身長は更に伸びて195cm、体重も102kgとウエートアップ。

見事なまでの逆三角形の筋骨隆々とした上半身に、はち切れんばかりの大腿四頭筋、ハムストリング。


徐々にレスラーらしい身体付きに仕上がりつつある。



日々の過酷なトレーニングの賜物であるが、東郷の考案するメニューはハード過ぎる。


20kgの重さがあるベストを着てのスクワットや、ロープ登り、懸垂、プッシュアップ、腹筋に加え、早朝にはランニングとダッシュを繰り返す毎日。


これらはあくまでもウォーミングアップに過ぎず、その後はブリッジ、受け身の練習、最後は東郷との長時間スパーリングで締めくくる。

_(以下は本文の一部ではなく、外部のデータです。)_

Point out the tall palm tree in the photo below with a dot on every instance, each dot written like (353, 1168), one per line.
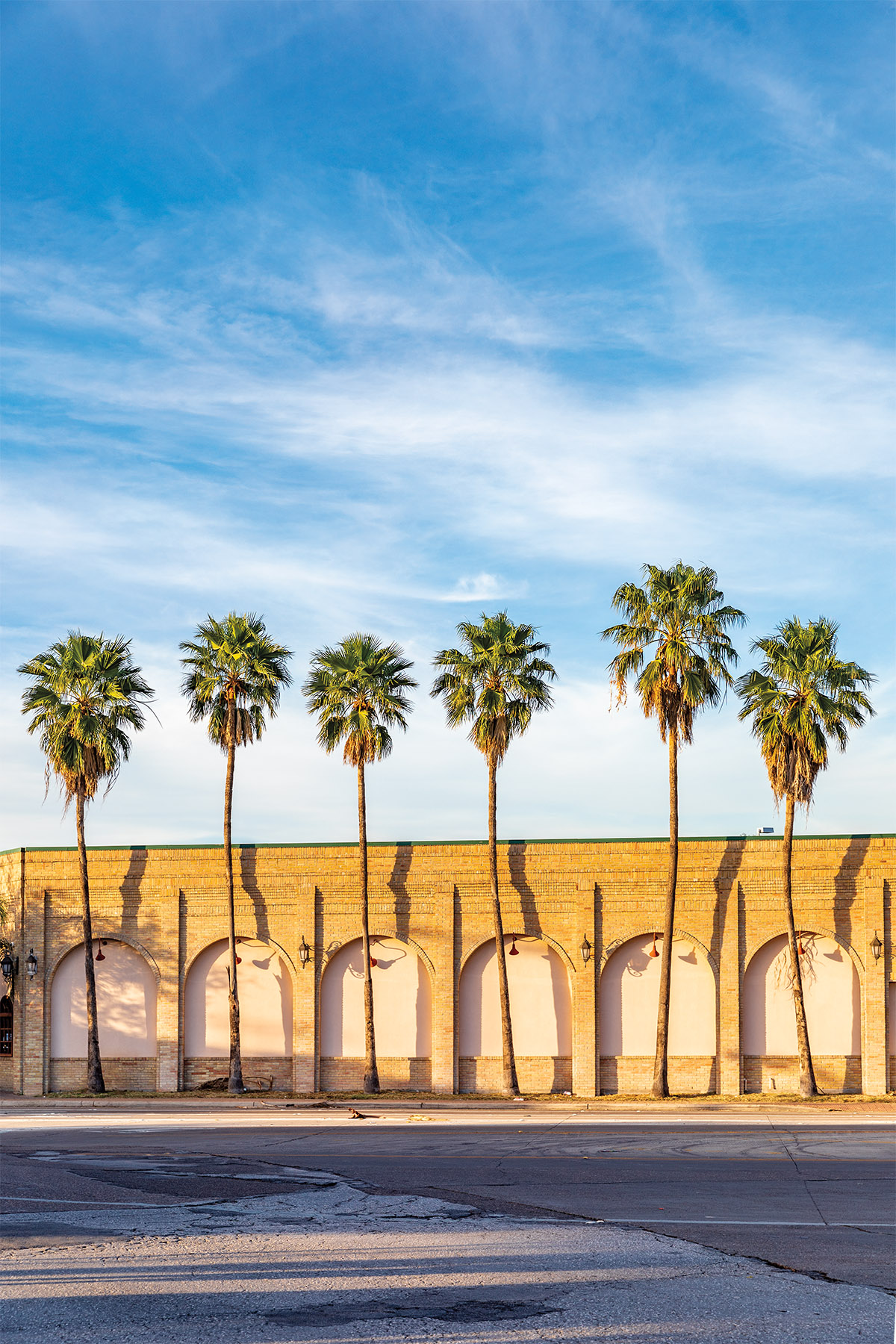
(358, 691)
(801, 697)
(679, 615)
(234, 676)
(496, 682)
(84, 697)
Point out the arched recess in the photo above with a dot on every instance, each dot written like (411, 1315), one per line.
(265, 989)
(402, 1015)
(541, 1016)
(833, 1015)
(127, 992)
(629, 1006)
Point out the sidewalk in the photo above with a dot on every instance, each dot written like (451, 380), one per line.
(849, 1107)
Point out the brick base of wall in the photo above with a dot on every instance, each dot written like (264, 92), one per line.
(781, 1073)
(347, 1074)
(262, 1071)
(689, 1075)
(119, 1074)
(535, 1073)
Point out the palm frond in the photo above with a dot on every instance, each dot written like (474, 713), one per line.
(84, 698)
(673, 644)
(235, 662)
(494, 682)
(358, 691)
(801, 698)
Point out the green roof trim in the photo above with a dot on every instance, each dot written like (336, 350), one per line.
(422, 844)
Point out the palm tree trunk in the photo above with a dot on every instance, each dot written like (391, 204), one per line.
(371, 1073)
(511, 1085)
(235, 1081)
(662, 1063)
(94, 1063)
(808, 1086)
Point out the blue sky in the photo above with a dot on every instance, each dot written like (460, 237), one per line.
(382, 315)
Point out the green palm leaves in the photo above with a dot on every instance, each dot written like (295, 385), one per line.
(84, 697)
(358, 692)
(496, 682)
(234, 673)
(802, 698)
(234, 665)
(680, 615)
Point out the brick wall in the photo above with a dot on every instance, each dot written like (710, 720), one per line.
(267, 1073)
(632, 1075)
(535, 1073)
(781, 1073)
(346, 1074)
(119, 1074)
(169, 903)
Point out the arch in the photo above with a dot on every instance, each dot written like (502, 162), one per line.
(265, 988)
(541, 1001)
(817, 933)
(830, 991)
(127, 994)
(402, 1001)
(629, 999)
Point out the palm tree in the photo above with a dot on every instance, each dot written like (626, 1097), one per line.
(802, 697)
(234, 675)
(84, 697)
(496, 682)
(680, 617)
(358, 691)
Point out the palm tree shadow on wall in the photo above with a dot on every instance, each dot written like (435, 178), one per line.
(398, 886)
(847, 892)
(520, 883)
(249, 882)
(561, 988)
(131, 894)
(727, 883)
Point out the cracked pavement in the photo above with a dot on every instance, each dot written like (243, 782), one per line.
(296, 1228)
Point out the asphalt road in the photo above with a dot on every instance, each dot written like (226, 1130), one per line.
(815, 1198)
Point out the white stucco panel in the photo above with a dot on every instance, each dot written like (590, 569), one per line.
(830, 992)
(402, 1001)
(630, 1001)
(541, 1001)
(125, 1004)
(265, 989)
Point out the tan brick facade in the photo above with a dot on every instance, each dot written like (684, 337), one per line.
(169, 905)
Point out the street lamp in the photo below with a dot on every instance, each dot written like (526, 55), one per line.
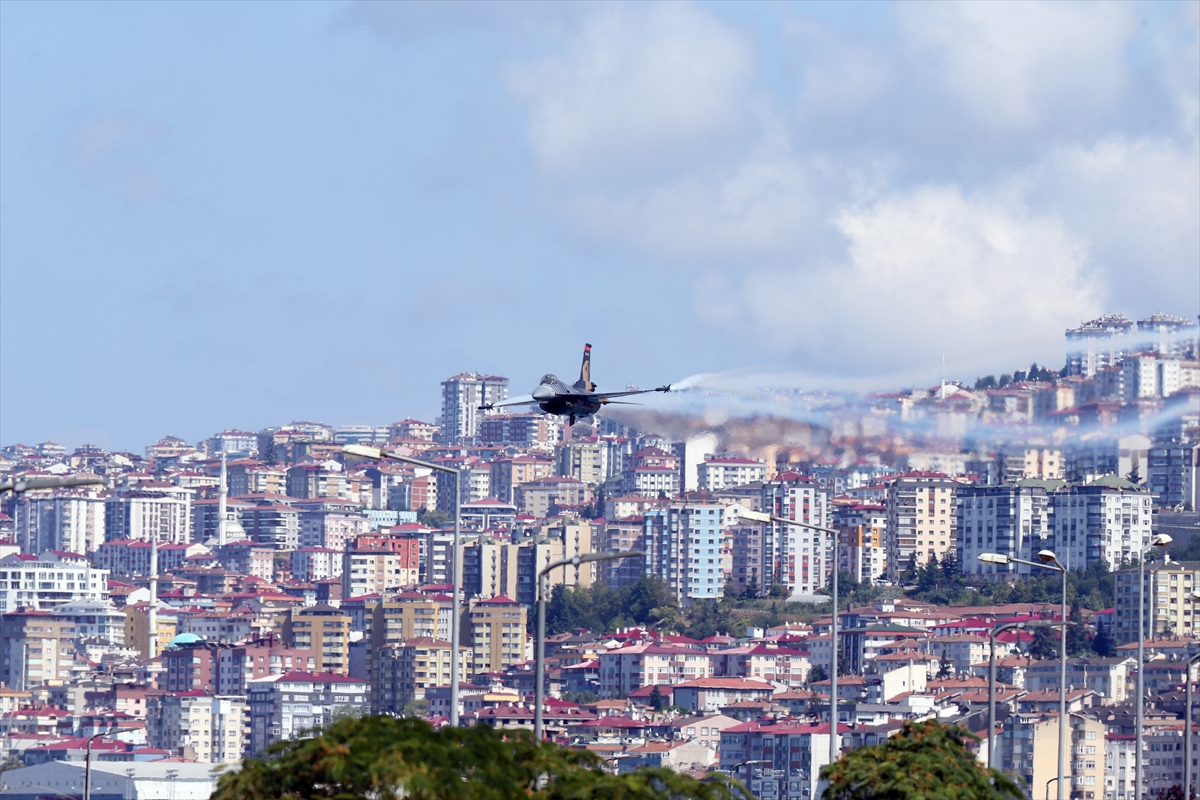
(376, 453)
(1187, 725)
(759, 516)
(991, 685)
(49, 482)
(540, 648)
(1161, 540)
(1048, 560)
(87, 762)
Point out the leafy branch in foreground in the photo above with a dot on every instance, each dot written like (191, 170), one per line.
(924, 759)
(388, 758)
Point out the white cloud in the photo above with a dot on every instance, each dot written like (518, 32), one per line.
(114, 152)
(639, 86)
(927, 271)
(1020, 66)
(1138, 204)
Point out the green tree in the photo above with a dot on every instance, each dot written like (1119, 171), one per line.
(657, 698)
(417, 708)
(435, 518)
(924, 761)
(943, 667)
(1078, 641)
(1045, 643)
(388, 758)
(1103, 644)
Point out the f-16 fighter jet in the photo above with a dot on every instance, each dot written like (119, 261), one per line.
(577, 401)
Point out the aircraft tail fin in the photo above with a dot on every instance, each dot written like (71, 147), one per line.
(585, 382)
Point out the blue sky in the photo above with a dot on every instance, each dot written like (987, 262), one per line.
(243, 214)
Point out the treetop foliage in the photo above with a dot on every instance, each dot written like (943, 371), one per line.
(923, 761)
(388, 758)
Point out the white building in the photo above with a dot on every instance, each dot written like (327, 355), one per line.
(461, 397)
(51, 579)
(127, 780)
(726, 471)
(148, 510)
(282, 707)
(316, 564)
(683, 547)
(1108, 519)
(1012, 519)
(71, 522)
(801, 559)
(211, 728)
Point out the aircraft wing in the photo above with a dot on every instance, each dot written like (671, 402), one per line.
(604, 397)
(527, 400)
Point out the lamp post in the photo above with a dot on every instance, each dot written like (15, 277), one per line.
(759, 516)
(49, 482)
(87, 761)
(376, 453)
(991, 685)
(540, 647)
(1187, 727)
(1161, 540)
(1048, 560)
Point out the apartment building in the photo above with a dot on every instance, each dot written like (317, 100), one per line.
(801, 559)
(462, 396)
(72, 522)
(1108, 519)
(408, 668)
(197, 725)
(36, 649)
(922, 521)
(330, 523)
(785, 757)
(862, 541)
(540, 498)
(507, 474)
(49, 579)
(1029, 750)
(720, 473)
(622, 536)
(323, 630)
(497, 633)
(627, 669)
(372, 572)
(1168, 605)
(586, 461)
(150, 510)
(130, 558)
(282, 707)
(1013, 519)
(274, 524)
(683, 547)
(313, 564)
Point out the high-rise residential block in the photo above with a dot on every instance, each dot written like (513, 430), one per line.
(1013, 519)
(683, 547)
(497, 627)
(922, 521)
(70, 521)
(323, 630)
(799, 559)
(462, 396)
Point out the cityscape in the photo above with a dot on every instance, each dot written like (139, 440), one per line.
(195, 603)
(691, 400)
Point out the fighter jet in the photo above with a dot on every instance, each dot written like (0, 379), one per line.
(577, 401)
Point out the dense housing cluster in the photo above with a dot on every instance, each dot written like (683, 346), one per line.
(204, 601)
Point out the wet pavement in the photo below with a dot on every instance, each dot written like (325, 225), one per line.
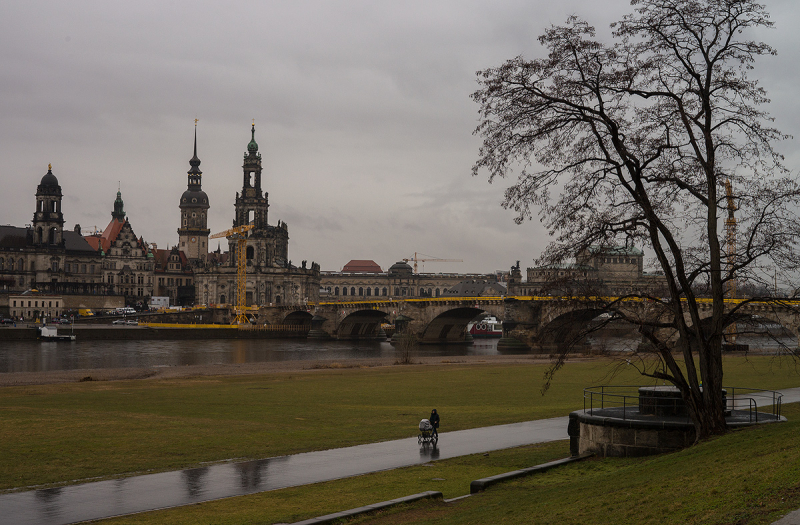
(104, 499)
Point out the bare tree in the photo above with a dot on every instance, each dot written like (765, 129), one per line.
(632, 143)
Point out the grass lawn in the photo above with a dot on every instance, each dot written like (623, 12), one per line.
(746, 477)
(56, 433)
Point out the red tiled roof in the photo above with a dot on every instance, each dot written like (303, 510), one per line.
(366, 266)
(107, 237)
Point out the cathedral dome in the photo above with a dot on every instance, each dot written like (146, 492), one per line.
(400, 269)
(194, 199)
(49, 180)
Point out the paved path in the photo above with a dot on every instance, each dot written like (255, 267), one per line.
(104, 499)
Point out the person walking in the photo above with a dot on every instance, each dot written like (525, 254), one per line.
(434, 419)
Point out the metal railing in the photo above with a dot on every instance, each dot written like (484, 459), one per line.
(627, 397)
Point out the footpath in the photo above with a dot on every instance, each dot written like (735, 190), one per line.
(103, 499)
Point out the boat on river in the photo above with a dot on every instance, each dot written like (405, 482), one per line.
(50, 333)
(486, 327)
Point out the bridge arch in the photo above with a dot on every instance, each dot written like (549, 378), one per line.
(361, 324)
(450, 326)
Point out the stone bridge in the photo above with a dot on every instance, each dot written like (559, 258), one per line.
(432, 320)
(536, 322)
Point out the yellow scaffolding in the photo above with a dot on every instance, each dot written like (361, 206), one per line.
(238, 234)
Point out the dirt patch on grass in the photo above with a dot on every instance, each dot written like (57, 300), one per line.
(171, 372)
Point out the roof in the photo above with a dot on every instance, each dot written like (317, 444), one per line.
(476, 289)
(362, 266)
(14, 237)
(614, 250)
(107, 238)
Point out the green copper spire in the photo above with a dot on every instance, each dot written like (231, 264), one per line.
(118, 212)
(253, 146)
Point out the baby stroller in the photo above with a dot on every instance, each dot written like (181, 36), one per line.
(426, 434)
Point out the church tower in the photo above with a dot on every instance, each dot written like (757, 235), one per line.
(119, 211)
(48, 221)
(193, 233)
(252, 204)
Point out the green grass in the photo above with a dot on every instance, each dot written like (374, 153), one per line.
(58, 433)
(746, 477)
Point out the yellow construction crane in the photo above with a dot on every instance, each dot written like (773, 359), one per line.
(238, 234)
(432, 259)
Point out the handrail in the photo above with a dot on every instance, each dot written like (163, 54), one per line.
(737, 398)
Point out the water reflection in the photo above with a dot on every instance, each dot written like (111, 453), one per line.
(37, 356)
(193, 478)
(428, 451)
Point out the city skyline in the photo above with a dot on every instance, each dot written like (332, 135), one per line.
(362, 116)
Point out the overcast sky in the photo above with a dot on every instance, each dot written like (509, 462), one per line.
(362, 113)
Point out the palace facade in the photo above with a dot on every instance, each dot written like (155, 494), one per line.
(363, 280)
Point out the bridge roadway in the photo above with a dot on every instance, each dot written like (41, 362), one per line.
(536, 321)
(103, 499)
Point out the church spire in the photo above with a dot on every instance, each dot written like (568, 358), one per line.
(194, 172)
(119, 212)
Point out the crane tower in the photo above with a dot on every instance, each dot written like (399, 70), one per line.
(238, 234)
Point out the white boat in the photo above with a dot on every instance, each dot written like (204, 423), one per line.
(50, 333)
(487, 327)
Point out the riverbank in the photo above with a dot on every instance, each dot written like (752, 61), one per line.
(295, 366)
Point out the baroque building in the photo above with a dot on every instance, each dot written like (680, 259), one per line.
(44, 259)
(610, 271)
(363, 280)
(271, 276)
(127, 261)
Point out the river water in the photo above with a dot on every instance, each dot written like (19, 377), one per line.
(37, 356)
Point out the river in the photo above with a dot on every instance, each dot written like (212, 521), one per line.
(37, 356)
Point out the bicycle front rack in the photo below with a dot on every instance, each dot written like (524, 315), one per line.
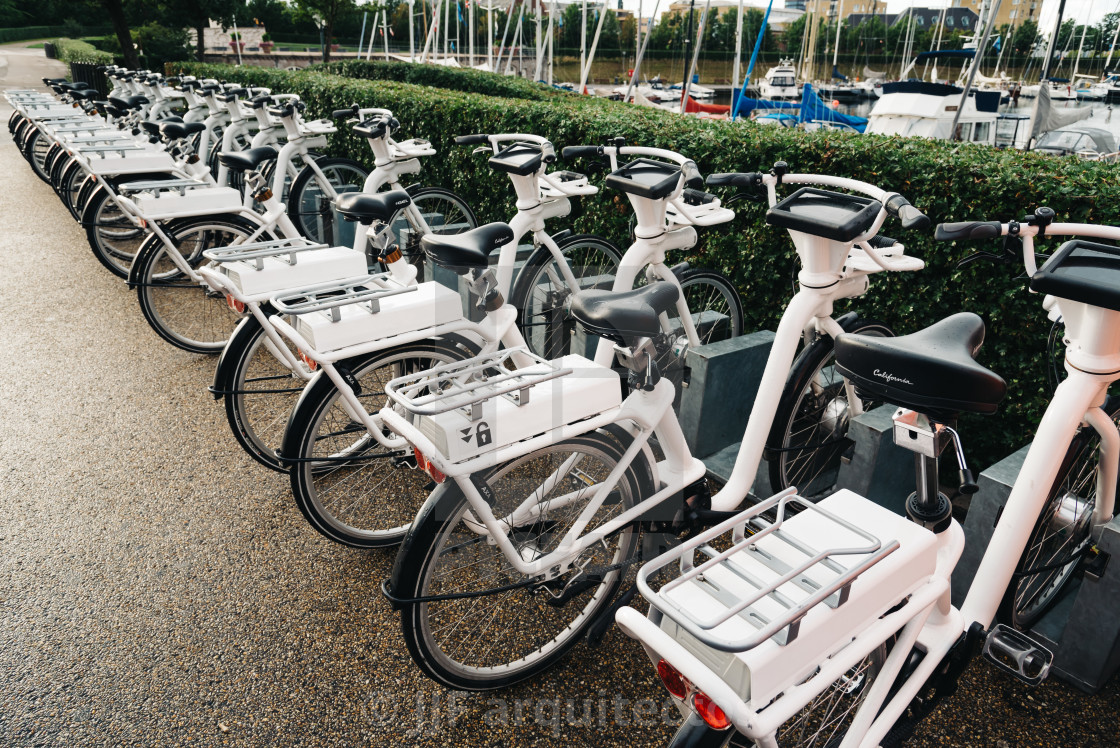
(258, 251)
(367, 291)
(467, 384)
(784, 572)
(161, 185)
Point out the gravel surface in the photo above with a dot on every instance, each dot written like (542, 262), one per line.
(158, 588)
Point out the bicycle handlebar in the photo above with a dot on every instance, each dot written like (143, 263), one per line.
(910, 216)
(581, 151)
(748, 179)
(472, 140)
(950, 232)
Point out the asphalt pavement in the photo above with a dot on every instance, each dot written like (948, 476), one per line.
(158, 588)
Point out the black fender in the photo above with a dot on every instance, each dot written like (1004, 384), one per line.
(243, 334)
(170, 227)
(430, 512)
(696, 734)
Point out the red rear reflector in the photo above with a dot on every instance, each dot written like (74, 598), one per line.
(672, 679)
(428, 467)
(233, 304)
(710, 712)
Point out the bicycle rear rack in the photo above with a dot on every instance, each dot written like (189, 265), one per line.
(161, 185)
(258, 251)
(784, 574)
(103, 150)
(467, 384)
(367, 291)
(408, 149)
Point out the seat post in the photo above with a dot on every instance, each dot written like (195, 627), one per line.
(926, 506)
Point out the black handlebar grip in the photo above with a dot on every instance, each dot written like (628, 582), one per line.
(735, 179)
(949, 232)
(692, 176)
(910, 215)
(580, 151)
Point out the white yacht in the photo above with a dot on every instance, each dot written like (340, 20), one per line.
(926, 110)
(781, 82)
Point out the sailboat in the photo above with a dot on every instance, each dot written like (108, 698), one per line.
(781, 82)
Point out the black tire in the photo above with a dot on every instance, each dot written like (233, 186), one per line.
(824, 721)
(442, 213)
(182, 311)
(1061, 533)
(37, 146)
(260, 391)
(70, 187)
(518, 634)
(541, 296)
(304, 199)
(113, 239)
(364, 502)
(810, 429)
(714, 305)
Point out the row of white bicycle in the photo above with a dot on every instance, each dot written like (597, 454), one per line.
(523, 446)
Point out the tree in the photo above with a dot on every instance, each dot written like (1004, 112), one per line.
(121, 28)
(327, 13)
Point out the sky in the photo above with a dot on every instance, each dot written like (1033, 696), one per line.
(1075, 9)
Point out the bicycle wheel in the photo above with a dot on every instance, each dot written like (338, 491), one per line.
(824, 721)
(500, 638)
(113, 239)
(260, 391)
(70, 186)
(350, 487)
(541, 293)
(810, 428)
(442, 212)
(186, 314)
(313, 218)
(37, 147)
(1061, 533)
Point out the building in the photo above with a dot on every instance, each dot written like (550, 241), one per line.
(957, 19)
(1011, 12)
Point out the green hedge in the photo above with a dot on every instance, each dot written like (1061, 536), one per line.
(439, 76)
(30, 33)
(72, 50)
(949, 181)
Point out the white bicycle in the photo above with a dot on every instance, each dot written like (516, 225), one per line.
(522, 548)
(822, 628)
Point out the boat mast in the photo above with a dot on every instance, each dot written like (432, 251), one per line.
(595, 44)
(641, 53)
(696, 57)
(836, 50)
(1111, 47)
(972, 69)
(1053, 40)
(738, 52)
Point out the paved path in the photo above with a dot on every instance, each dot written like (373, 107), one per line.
(157, 588)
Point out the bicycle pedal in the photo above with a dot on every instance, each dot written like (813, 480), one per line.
(1017, 654)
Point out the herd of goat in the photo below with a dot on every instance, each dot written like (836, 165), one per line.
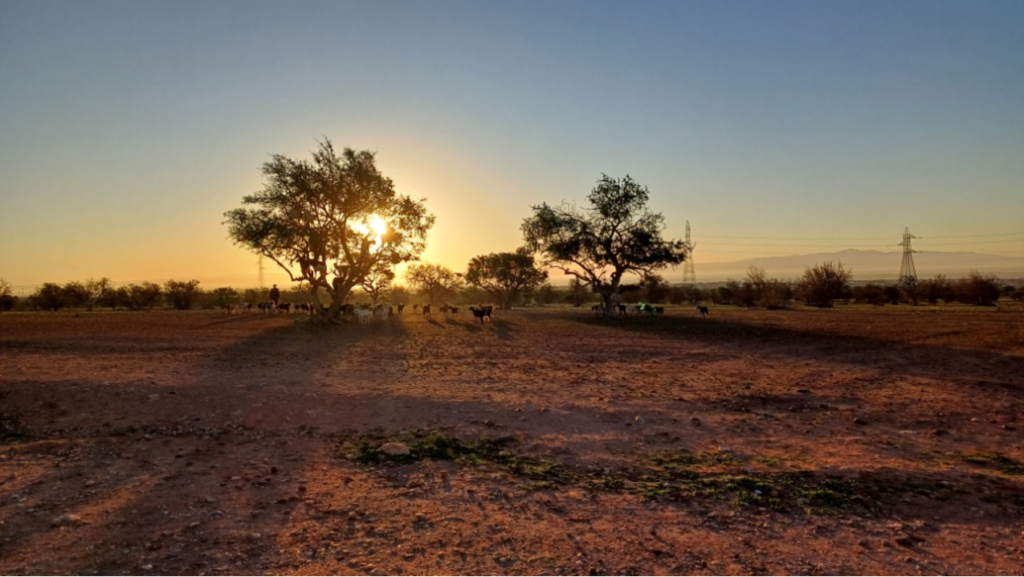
(363, 313)
(366, 314)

特にスパーリングは熾烈を極め、いまだ東郷から一本を取る事が難しい。


190を越える今道が165cmの東郷に子供扱いされている。


「うぎゃぁぁぁぁああああ!」


「ぐわぁぁぁぁぁぁ!」


「あだだだだだだだだだっ!」


「ぎぇぇぇェェェェェェェ!」


今道の絶叫が道場内に響く。


「返してみなさい!」


関節を極めながら東郷は奮起を促す。



「ギブギブギブギフっ、ムリっす!」


「これが試合だったら、骨を折られてますよ!」


「逃げられないっす!」


「泣き言は言わないっ!」


少し力を加える。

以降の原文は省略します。